Derwin, who was panting from his sudden workout, glared daggers at Aberly, whose heart suddenly plummeted to his feet. He wasn’t about to tell her why they argued so much of late. Luckily, he didn’t have to; Kip was rising to his feet, shaking his arm out. He walked over to Derwin and clapped a hand on the dark-haired boy’s shoulder. “Well played, mate.”
Aberly allowed his mouth to drop open in surprise.

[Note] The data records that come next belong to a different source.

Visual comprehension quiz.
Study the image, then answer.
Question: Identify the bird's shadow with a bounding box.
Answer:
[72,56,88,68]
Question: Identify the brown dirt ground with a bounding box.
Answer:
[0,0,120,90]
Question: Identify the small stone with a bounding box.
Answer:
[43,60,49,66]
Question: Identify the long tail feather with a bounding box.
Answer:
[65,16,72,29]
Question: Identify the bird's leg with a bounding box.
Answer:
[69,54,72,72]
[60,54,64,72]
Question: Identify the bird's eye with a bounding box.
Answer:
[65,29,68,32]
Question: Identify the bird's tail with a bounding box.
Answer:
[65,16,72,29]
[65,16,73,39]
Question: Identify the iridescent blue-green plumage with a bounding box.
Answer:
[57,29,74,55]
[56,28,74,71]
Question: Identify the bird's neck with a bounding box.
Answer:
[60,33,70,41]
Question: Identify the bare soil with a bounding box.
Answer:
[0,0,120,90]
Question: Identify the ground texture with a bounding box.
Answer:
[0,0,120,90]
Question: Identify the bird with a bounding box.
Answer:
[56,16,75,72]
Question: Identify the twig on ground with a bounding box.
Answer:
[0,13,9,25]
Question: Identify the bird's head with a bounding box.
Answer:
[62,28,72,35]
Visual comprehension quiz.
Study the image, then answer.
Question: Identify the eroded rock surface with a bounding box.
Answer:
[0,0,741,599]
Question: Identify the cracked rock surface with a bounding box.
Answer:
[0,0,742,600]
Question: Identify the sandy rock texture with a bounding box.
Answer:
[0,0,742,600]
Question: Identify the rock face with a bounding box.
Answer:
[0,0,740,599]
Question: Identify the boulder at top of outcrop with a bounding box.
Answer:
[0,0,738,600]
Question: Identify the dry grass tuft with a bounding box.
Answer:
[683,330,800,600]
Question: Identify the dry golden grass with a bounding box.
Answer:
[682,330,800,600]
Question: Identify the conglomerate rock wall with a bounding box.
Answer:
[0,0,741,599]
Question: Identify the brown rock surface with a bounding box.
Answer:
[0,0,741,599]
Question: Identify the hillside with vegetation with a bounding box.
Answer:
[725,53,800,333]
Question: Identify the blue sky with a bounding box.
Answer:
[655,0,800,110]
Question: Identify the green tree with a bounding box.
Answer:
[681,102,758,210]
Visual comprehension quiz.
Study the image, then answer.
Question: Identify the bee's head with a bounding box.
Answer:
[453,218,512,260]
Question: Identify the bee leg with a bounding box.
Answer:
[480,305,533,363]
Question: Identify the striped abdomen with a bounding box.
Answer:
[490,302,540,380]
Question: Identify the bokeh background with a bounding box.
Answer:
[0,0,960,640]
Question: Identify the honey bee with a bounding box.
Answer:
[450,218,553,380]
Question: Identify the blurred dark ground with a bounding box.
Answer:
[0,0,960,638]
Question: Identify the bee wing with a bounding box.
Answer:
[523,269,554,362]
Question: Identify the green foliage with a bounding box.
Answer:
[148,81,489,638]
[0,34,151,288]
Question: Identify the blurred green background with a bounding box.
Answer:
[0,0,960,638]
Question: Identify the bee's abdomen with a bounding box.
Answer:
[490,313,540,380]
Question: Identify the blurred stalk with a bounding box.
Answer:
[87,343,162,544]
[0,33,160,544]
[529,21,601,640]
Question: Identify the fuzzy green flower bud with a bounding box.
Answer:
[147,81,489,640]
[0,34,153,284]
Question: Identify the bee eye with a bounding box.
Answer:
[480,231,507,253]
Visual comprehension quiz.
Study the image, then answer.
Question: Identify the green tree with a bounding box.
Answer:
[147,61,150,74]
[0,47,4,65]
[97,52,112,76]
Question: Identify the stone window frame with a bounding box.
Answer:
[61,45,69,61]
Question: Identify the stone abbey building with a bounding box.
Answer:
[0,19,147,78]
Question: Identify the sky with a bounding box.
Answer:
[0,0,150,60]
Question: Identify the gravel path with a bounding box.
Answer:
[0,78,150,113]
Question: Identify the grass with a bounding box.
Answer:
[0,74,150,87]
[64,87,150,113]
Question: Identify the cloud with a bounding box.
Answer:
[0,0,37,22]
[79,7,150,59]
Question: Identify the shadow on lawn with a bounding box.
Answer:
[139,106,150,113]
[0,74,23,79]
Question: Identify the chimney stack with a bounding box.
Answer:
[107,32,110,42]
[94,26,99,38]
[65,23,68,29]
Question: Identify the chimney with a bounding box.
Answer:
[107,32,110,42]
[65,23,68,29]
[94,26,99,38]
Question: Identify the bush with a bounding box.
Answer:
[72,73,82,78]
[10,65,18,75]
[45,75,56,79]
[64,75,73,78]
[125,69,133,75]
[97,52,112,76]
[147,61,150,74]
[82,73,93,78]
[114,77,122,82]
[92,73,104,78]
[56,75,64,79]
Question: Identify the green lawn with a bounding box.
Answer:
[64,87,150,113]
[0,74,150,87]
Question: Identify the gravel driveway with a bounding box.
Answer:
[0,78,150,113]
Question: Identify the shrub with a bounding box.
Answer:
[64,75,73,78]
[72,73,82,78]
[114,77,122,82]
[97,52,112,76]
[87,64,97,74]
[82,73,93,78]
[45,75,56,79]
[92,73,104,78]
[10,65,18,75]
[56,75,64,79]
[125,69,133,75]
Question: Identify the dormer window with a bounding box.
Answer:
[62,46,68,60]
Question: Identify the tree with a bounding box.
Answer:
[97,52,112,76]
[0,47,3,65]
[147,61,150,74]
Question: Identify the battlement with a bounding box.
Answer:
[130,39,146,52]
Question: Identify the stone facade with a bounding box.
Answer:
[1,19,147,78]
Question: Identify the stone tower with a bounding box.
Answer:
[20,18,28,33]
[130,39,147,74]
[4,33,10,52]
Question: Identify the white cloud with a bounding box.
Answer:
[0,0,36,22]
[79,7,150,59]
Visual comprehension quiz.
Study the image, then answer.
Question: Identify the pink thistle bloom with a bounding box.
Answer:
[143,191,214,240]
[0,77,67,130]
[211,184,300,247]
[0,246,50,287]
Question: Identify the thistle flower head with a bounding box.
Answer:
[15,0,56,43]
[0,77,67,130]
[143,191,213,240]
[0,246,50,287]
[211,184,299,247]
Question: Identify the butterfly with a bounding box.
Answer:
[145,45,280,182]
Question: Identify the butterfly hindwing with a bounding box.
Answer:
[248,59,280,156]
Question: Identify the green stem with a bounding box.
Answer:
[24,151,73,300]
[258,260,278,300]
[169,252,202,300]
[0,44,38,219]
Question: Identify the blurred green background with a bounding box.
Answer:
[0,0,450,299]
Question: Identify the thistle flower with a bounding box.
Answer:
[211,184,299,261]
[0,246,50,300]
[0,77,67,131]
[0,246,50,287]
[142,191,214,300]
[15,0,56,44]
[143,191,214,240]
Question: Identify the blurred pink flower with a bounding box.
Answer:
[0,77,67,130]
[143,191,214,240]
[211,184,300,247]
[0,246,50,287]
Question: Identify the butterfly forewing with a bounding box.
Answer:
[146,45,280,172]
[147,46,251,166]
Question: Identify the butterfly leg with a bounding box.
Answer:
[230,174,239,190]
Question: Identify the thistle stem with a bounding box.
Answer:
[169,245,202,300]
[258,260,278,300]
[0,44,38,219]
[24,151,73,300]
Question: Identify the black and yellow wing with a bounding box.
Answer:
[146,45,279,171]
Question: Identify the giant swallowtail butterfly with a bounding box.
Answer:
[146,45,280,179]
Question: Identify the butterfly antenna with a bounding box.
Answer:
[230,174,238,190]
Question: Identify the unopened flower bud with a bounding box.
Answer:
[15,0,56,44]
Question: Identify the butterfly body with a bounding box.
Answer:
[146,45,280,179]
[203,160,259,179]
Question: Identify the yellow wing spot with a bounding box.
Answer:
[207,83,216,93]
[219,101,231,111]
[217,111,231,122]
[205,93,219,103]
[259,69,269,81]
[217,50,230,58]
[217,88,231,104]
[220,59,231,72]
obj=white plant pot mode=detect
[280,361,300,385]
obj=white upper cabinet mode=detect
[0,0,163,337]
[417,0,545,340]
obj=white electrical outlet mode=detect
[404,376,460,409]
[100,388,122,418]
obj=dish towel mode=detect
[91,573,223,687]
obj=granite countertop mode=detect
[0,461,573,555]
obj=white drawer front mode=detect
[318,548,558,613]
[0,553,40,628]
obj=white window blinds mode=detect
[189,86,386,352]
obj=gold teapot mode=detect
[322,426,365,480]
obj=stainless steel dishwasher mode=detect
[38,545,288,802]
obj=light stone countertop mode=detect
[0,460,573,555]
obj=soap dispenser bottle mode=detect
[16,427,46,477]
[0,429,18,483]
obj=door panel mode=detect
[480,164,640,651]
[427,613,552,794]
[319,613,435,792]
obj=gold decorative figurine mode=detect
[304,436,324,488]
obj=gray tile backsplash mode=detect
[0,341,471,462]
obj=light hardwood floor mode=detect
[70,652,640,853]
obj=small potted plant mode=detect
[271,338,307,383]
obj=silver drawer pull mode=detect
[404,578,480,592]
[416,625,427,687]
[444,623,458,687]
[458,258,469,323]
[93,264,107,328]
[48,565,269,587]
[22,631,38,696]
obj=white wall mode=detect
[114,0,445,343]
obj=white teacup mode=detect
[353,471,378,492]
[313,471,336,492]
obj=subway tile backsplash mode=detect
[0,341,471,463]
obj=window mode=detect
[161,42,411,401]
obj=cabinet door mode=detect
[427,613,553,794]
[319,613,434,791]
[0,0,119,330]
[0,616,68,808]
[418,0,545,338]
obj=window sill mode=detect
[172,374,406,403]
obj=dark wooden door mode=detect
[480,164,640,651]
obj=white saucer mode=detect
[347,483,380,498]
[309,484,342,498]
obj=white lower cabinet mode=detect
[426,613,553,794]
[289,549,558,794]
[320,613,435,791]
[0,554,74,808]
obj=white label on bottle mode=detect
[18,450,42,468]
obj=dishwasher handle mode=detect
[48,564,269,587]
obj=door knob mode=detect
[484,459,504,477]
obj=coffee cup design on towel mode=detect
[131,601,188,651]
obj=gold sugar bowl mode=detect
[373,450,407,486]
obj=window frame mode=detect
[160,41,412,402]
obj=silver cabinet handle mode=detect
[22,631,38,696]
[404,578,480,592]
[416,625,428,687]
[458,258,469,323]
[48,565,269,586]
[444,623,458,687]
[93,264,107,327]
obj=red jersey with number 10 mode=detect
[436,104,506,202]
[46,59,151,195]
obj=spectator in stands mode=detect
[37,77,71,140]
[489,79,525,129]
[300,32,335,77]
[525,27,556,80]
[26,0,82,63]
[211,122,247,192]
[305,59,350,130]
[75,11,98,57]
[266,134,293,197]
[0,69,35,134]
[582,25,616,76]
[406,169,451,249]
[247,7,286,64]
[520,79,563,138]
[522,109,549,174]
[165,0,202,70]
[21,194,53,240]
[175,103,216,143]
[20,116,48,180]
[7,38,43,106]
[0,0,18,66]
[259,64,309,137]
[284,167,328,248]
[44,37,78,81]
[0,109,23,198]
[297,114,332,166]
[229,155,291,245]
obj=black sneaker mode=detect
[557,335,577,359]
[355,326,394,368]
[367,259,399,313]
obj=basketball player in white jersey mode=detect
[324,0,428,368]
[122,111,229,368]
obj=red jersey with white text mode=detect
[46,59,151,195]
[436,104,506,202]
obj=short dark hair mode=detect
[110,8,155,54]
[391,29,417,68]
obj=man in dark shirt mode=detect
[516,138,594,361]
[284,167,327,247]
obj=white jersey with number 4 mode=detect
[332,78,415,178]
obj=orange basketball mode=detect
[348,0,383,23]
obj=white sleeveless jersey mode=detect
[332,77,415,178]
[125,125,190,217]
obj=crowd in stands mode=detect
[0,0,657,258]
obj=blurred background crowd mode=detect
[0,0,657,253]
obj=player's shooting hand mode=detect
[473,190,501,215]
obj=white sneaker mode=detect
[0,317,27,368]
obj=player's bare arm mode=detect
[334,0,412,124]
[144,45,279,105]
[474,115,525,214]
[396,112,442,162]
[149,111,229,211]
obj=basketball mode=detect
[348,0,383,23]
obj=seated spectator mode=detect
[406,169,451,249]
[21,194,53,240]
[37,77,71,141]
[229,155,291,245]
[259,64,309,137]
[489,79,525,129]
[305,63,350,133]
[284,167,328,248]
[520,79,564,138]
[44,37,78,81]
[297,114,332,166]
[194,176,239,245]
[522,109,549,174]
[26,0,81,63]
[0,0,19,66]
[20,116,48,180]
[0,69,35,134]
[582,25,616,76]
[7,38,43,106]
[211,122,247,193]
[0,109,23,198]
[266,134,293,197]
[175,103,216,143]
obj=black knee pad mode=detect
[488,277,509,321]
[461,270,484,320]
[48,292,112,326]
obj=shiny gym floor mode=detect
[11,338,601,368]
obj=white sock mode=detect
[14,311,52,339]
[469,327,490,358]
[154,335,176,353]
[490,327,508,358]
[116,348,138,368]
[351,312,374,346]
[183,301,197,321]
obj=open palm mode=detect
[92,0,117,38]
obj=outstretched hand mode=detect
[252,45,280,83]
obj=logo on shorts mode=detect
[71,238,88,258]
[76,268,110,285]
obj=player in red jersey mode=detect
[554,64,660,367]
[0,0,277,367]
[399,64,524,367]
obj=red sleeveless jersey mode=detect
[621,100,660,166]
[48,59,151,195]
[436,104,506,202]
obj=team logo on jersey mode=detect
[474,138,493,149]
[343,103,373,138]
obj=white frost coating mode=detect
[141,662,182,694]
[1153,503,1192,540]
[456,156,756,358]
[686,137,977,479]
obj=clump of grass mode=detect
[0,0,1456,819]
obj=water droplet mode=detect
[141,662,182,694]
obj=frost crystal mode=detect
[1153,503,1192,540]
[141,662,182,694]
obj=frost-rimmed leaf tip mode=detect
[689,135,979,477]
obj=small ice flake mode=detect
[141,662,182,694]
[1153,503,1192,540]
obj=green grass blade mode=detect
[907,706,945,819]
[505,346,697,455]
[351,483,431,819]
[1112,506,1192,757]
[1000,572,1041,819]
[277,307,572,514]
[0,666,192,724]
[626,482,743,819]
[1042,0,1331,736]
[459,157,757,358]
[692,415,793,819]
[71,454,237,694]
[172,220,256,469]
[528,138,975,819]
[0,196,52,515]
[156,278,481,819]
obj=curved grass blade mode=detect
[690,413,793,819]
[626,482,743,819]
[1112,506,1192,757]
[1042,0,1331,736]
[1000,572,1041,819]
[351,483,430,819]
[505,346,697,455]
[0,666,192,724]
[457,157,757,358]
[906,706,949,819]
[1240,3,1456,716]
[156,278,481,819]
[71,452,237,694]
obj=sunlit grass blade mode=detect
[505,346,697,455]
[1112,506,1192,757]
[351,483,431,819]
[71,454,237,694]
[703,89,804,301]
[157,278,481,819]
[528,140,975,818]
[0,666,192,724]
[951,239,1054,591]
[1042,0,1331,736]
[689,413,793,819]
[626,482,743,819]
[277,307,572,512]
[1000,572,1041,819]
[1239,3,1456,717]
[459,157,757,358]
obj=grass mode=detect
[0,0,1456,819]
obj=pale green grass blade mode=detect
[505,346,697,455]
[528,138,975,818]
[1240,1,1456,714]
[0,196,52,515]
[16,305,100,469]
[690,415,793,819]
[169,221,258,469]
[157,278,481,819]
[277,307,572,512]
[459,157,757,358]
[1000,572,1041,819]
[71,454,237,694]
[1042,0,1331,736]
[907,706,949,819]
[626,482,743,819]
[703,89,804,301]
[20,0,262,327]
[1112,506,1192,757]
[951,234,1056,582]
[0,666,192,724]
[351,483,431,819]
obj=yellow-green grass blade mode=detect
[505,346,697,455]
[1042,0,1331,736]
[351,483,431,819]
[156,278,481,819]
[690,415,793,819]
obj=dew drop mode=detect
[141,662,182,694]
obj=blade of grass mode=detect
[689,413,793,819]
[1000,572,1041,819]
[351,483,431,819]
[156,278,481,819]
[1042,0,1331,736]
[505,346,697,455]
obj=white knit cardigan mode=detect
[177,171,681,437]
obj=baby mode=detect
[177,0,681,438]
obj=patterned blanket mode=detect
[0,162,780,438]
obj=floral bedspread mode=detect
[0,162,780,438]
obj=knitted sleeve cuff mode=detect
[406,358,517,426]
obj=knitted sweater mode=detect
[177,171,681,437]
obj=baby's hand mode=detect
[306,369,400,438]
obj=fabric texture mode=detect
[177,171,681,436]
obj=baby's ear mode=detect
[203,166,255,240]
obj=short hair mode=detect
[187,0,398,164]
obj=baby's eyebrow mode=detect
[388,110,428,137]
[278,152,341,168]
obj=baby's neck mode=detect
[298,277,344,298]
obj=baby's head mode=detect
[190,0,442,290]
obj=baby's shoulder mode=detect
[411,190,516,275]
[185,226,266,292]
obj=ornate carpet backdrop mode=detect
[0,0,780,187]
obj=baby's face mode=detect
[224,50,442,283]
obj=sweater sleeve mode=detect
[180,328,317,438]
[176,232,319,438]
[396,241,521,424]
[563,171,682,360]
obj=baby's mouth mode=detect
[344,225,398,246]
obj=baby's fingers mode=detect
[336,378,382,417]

Kip continued, “We should add it to the rules, bewitching rocks to attack the other team. They’ll have to dodge around them to get to the goal.” He grinned, becoming animated now as his idea sparked into words. “What say you?”
“It sounds dangerous,” Pernilla murmured skeptically.
Kip laughed. “We shan’t fly into a dragon’s mouth; they’re only rocks. Besides, a game’s no fun without a bit of danger, eh?”
Giving Kip a friendly punch on the arm (after which Kip blanched and grabbed his bruised bicep), Derwin nodded his agreement. “Splendid idea.”
Aberly finally closed his mouth, unable to get over his shock that Kip had assented to have a rock magically hurled at him.
"Back to play, shall we?" Kip suggested, retrieving his broom from the ground.